Life around here has been an adventure, to say the least. Having twice as many kids as we did six weeks ago is challenging but so rewarding.
I remember feeling very overwhelmed during the first few months of Briar’s life and now am wondering what in the world was I thinking?! Infants are a piece of cake! Ha! Actually, I know why the first baby is so hard: it’s the sudden loss of independence, the need to be hyper-vigilant about somebody else’s needs, oh, and the sleep deprivation (that one is still a doozy) that throws you for a loop. At least it did for me. I know a lot of new moms struggle with a sense of isolation and while I didn’t feel that emotion too often, I definitely felt a constant flood of other difficult feelings. I felt overwhelmed. I felt exhausted. I felt like I should have been enjoying every single moment when in reality, I loved my baby but I wasn’t in a permanent state of bliss. I desperately wanted to “enjoy every moment” like I was instructed to do, but as a first time mom, I always had my eye on the horizon for what was coming down the pike.
This time around, I’m not trying to enjoy every moment (is that even possible??) but as a result, I am enjoying A LOT more of the everyday experience than I did with Briar. I am loving this delicious newborn phase when all Landon does is eat, sleep, and poop.
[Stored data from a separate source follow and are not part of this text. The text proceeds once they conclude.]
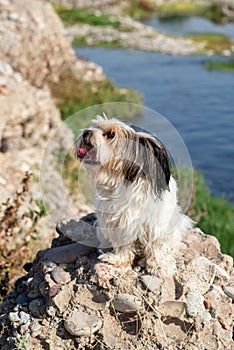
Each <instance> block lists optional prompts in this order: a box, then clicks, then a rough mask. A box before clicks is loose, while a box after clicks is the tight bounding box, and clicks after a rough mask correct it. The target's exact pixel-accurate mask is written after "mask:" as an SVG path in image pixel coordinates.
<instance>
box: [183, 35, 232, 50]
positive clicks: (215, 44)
mask: <svg viewBox="0 0 234 350" xmlns="http://www.w3.org/2000/svg"><path fill="white" fill-rule="evenodd" d="M188 37H189V38H190V39H192V40H193V41H195V42H197V43H200V42H204V43H205V48H204V49H205V51H211V52H212V53H213V54H219V53H222V52H224V51H225V50H228V51H230V52H231V48H232V46H233V42H232V41H231V40H230V39H229V38H228V36H226V35H223V34H214V33H191V34H189V35H188Z"/></svg>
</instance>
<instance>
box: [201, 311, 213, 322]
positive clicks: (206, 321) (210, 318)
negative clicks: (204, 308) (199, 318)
mask: <svg viewBox="0 0 234 350" xmlns="http://www.w3.org/2000/svg"><path fill="white" fill-rule="evenodd" d="M210 320H211V314H210V313H209V311H207V310H205V311H203V312H202V313H201V321H202V322H204V323H208V322H209V321H210Z"/></svg>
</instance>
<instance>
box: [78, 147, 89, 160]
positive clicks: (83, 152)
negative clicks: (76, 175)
mask: <svg viewBox="0 0 234 350" xmlns="http://www.w3.org/2000/svg"><path fill="white" fill-rule="evenodd" d="M87 154H88V152H87V151H86V149H85V148H77V156H78V157H79V158H81V159H83V158H84V157H85V156H86V155H87Z"/></svg>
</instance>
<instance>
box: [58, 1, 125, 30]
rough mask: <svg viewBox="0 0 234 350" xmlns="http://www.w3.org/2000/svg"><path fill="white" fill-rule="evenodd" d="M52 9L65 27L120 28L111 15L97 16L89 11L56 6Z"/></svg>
mask: <svg viewBox="0 0 234 350" xmlns="http://www.w3.org/2000/svg"><path fill="white" fill-rule="evenodd" d="M54 9H55V11H56V12H57V14H58V16H59V17H60V18H61V19H62V21H63V22H64V23H65V24H66V25H74V24H80V23H87V24H90V25H94V26H112V27H114V28H119V26H120V22H119V21H118V18H117V17H116V16H114V15H111V14H106V13H100V14H97V13H94V12H93V11H92V10H90V9H78V8H71V9H68V8H65V7H61V6H58V5H55V6H54Z"/></svg>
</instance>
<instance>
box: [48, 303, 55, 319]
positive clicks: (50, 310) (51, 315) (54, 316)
mask: <svg viewBox="0 0 234 350" xmlns="http://www.w3.org/2000/svg"><path fill="white" fill-rule="evenodd" d="M46 313H47V315H48V316H49V317H55V315H56V310H55V308H54V307H53V306H50V307H48V308H47V309H46Z"/></svg>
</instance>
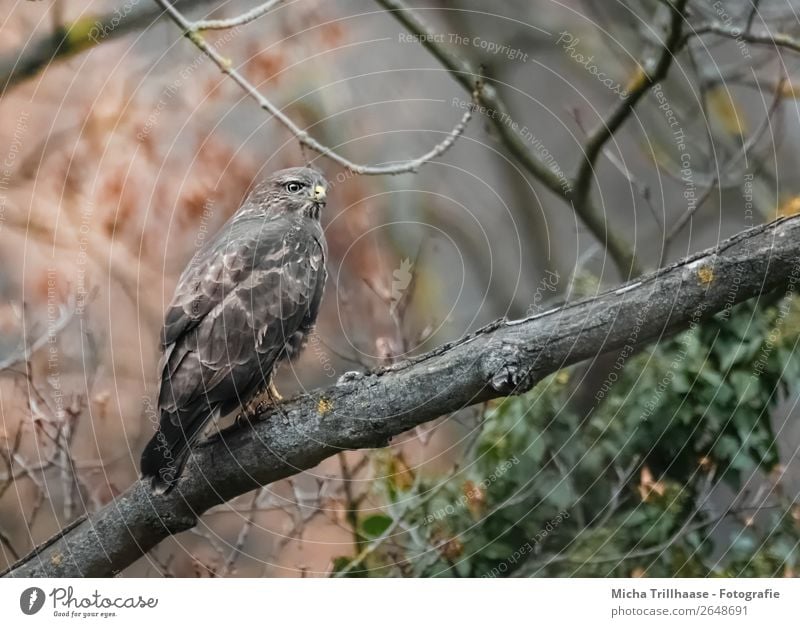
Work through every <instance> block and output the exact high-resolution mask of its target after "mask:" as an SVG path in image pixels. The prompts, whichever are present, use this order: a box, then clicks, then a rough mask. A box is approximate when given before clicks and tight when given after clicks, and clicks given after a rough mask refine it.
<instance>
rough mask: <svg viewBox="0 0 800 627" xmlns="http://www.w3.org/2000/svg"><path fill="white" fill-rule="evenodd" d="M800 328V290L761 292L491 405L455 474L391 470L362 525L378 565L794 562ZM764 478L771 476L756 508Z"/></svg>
mask: <svg viewBox="0 0 800 627" xmlns="http://www.w3.org/2000/svg"><path fill="white" fill-rule="evenodd" d="M798 329H800V316H799V315H798V307H797V302H796V299H794V298H791V297H785V298H783V299H781V300H780V301H779V302H774V301H773V302H772V303H766V302H764V301H762V302H760V303H758V304H755V303H747V304H744V305H741V306H738V307H736V308H734V309H732V310H731V311H729V312H726V314H720V315H718V316H717V317H715V318H713V319H711V320H708V321H705V322H701V323H698V324H695V325H692V327H691V328H690V329H688V330H687V331H685V332H683V333H681V334H680V335H678V336H676V337H674V338H672V339H668V340H664V341H661V342H659V343H658V344H656V345H655V346H652V347H649V348H647V349H646V350H644V351H642V352H640V353H638V354H633V352H632V351H628V353H627V354H626V353H625V351H624V350H623V351H622V353H621V354H620V358H619V359H617V361H616V362H614V361H613V359H614V356H612V357H611V358H610V359H609V360H608V361H607V362H606V367H605V370H604V371H603V372H601V373H600V374H599V375H598V374H597V372H598V370H600V368H599V367H598V366H595V367H593V368H591V369H587V368H586V367H585V366H578V367H575V368H572V369H569V370H564V371H561V372H559V373H556V374H555V375H553V376H551V377H549V378H548V379H546V380H545V381H542V382H541V383H540V384H539V385H538V386H537V387H536V388H535V389H534V390H533V391H532V392H530V393H529V394H526V395H524V396H521V397H516V398H509V399H506V400H504V401H503V402H501V403H497V404H495V405H493V406H492V407H490V408H489V409H488V410H487V411H486V412H485V415H484V416H483V421H482V423H481V425H480V426H479V427H478V432H477V438H476V439H475V440H474V442H473V445H472V446H470V447H469V449H468V450H467V451H465V453H464V456H463V459H462V460H461V461H460V465H459V469H458V470H457V471H455V472H454V473H451V474H450V475H448V476H444V477H443V476H435V477H419V476H418V477H416V478H415V480H414V481H413V482H412V481H410V480H408V476H407V474H404V475H402V477H403V480H402V481H398V479H397V477H398V475H396V474H392V473H386V474H385V476H387V477H388V478H387V479H384V480H381V481H379V482H377V483H378V485H377V492H378V495H379V496H380V497H381V498H382V499H383V500H384V502H385V515H374V514H373V515H371V516H370V517H368V518H366V519H365V520H363V521H362V522H361V530H360V531H361V533H362V535H363V536H364V537H365V538H366V539H367V541H368V542H372V543H373V546H372V547H371V548H372V549H373V550H371V551H369V557H368V558H367V559H366V560H365V562H364V564H363V568H364V570H365V572H367V573H369V574H370V575H373V576H375V575H382V576H383V575H394V576H398V575H404V576H521V575H525V576H530V575H541V576H545V575H546V576H629V575H632V574H642V575H645V574H646V575H648V576H702V577H706V576H731V575H745V576H774V575H776V574H778V575H780V574H783V573H784V572H793V571H794V569H795V568H796V562H797V559H798V555H797V532H798V520H797V518H800V509H793V504H792V503H791V502H789V501H788V500H787V499H786V498H784V497H782V496H781V493H780V489H779V487H778V488H776V487H775V485H774V483H771V480H772V477H771V475H774V474H775V473H776V472H777V471H776V468H777V467H778V464H779V459H778V451H777V447H776V444H775V434H774V432H773V428H772V424H771V419H770V418H771V416H770V413H771V411H772V410H774V408H775V407H776V405H777V403H778V402H779V401H780V400H781V399H784V398H786V395H787V394H788V393H790V392H791V391H792V390H791V388H790V385H794V383H795V382H796V381H798V380H800V358H798V356H797V351H796V350H795V343H796V342H797V339H798ZM598 379H600V381H598ZM603 379H605V381H602V380H603ZM754 477H755V480H756V481H757V482H760V483H761V484H762V485H765V486H767V489H766V490H762V491H761V495H762V496H760V498H759V499H756V500H755V501H754V502H752V503H749V502H748V501H747V499H746V498H745V497H746V494H745V495H744V496H742V495H743V494H744V493H743V492H742V490H743V486H744V484H745V483H746V482H748V481H753V480H754ZM770 487H772V488H773V489H772V490H771V491H770V489H769V488H770ZM712 492H713V494H712ZM740 493H742V494H740ZM731 494H733V495H739V497H738V498H735V499H734V498H732V497H731V496H730V495H731ZM763 494H767V495H768V496H769V498H768V499H767V500H766V501H765V500H764V498H763ZM395 520H397V521H398V522H399V524H397V525H396V533H392V534H390V535H391V537H390V538H385V537H381V535H382V534H383V532H384V531H386V530H387V529H389V527H390V525H392V521H395Z"/></svg>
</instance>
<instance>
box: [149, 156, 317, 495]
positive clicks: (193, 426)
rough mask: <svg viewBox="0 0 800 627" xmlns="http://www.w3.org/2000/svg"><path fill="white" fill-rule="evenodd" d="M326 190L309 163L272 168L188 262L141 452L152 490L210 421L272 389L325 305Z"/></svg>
mask: <svg viewBox="0 0 800 627" xmlns="http://www.w3.org/2000/svg"><path fill="white" fill-rule="evenodd" d="M326 190H327V183H326V181H325V179H324V178H323V177H322V175H321V174H320V173H319V172H317V171H315V170H312V169H310V168H291V169H288V170H281V171H279V172H276V173H275V174H274V175H273V176H271V177H270V178H269V179H267V180H266V181H265V182H263V183H261V184H259V185H258V186H257V187H256V188H255V189H254V190H253V192H252V193H251V194H250V195H249V196H248V198H247V200H246V201H245V203H244V204H243V205H242V207H241V208H240V209H239V210H238V211H237V212H236V213H235V214H234V215H233V217H232V218H231V219H230V220H228V222H227V223H226V224H225V226H224V227H222V229H221V230H220V231H219V232H218V233H217V234H216V235H215V236H214V237H213V239H211V240H210V241H209V242H208V243H207V244H206V245H205V246H204V247H203V248H202V249H201V250H199V251H198V252H197V254H196V255H195V256H194V258H193V259H192V261H191V263H190V264H189V266H188V267H187V268H186V270H184V271H183V274H182V275H181V277H180V280H179V281H178V286H177V287H176V288H175V296H174V297H173V299H172V303H171V304H170V306H169V308H168V309H167V313H166V317H165V321H164V328H163V330H162V333H161V348H162V351H163V355H162V358H161V363H160V365H159V368H160V371H161V372H160V383H159V395H158V408H159V414H160V424H159V427H158V430H157V431H156V433H155V435H154V436H153V438H152V439H151V440H150V442H149V443H148V444H147V446H146V447H145V449H144V452H143V453H142V460H141V472H142V478H145V479H149V480H150V481H151V483H152V486H153V489H154V490H155V491H156V492H166V491H168V490H169V489H171V488H172V486H173V485H174V484H175V482H176V481H177V479H178V476H179V475H180V473H181V470H182V469H183V465H184V464H185V463H186V459H187V457H188V454H189V450H190V447H191V446H192V444H193V443H194V442H195V441H196V439H197V438H198V436H199V435H200V434H201V433H202V431H203V428H204V427H205V426H206V425H207V424H208V423H209V421H211V420H212V419H216V418H218V417H220V416H224V415H226V414H228V413H230V412H232V411H234V410H235V409H237V408H240V407H245V406H247V404H248V403H249V402H250V401H251V400H253V399H254V398H255V397H257V396H258V395H259V394H260V393H262V392H265V391H269V392H270V395H271V396H272V397H273V398H274V397H275V395H276V392H274V387H273V386H272V375H273V372H274V370H275V367H276V366H277V364H278V363H279V362H281V361H282V360H284V359H291V358H292V357H294V356H296V355H297V354H298V353H299V352H300V350H301V349H302V347H303V345H304V343H305V340H306V338H307V337H308V335H309V333H310V332H311V330H312V329H313V327H314V323H315V322H316V319H317V314H318V313H319V308H320V301H321V300H322V292H323V289H324V286H325V279H326V276H327V274H326V270H325V259H326V255H327V248H326V244H325V236H324V234H323V231H322V227H321V225H320V221H319V214H320V210H321V208H322V207H323V206H324V205H325V195H326ZM278 398H279V397H278Z"/></svg>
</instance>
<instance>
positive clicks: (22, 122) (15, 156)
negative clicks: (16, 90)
mask: <svg viewBox="0 0 800 627" xmlns="http://www.w3.org/2000/svg"><path fill="white" fill-rule="evenodd" d="M30 117H31V116H30V114H29V113H28V112H27V111H22V112H21V113H20V114H19V115H18V116H17V122H16V124H15V125H14V132H13V133H12V135H11V144H10V145H9V147H8V151H7V152H6V156H5V158H4V159H3V163H2V168H0V230H2V228H3V224H4V223H5V221H6V206H7V205H8V196H7V193H8V189H9V186H10V183H11V174H12V173H13V171H14V166H15V164H16V162H17V157H18V156H19V153H20V152H22V139H23V138H24V137H25V133H27V132H28V120H29V119H30Z"/></svg>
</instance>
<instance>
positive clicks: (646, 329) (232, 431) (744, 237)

When he gets fussy and doesn’t want to be put down, I pick him up and cherish those snuggles instead of feeling overwhelmed and frustrated like I did the first time. Or better yet, I’ll get him in the wrap or Ergo and savor the closeness. (P.S. I tried to convince Briar to let me wear her in the Ergo to see if she still fit and she politely declined with a “no thanks.” Ha! When did she turn twelve?!)
This time around I’m also much more patient with how my body adjusts back to it’s normal self. When I had Briar, I was so concerned that all the postpartum discomforts and awkwardness would be my new way of life. With this second experience, I’m completely fascinated by how fast my body is healing itself and how quickly I’ve been able to jump back into normal life. I actually have much more energy now — sleep deprivation and all — than I did while pregnant! I am definitely nowhere near where I started and I may not get back there for awhile but I promise you, I am 100% okay with that. I plan on rocking my maternity clothes well into Landon’s first (second, third…) year of life! ;)
This past weekend I decided that we needed family photos, so with a little bribery for the two year old and a lot of sweat (why is so hot in November?!), I got my photos! As I go through them, I can’t help but smile over the tiny little people I get to call my kids. Motherhood is a wild ride.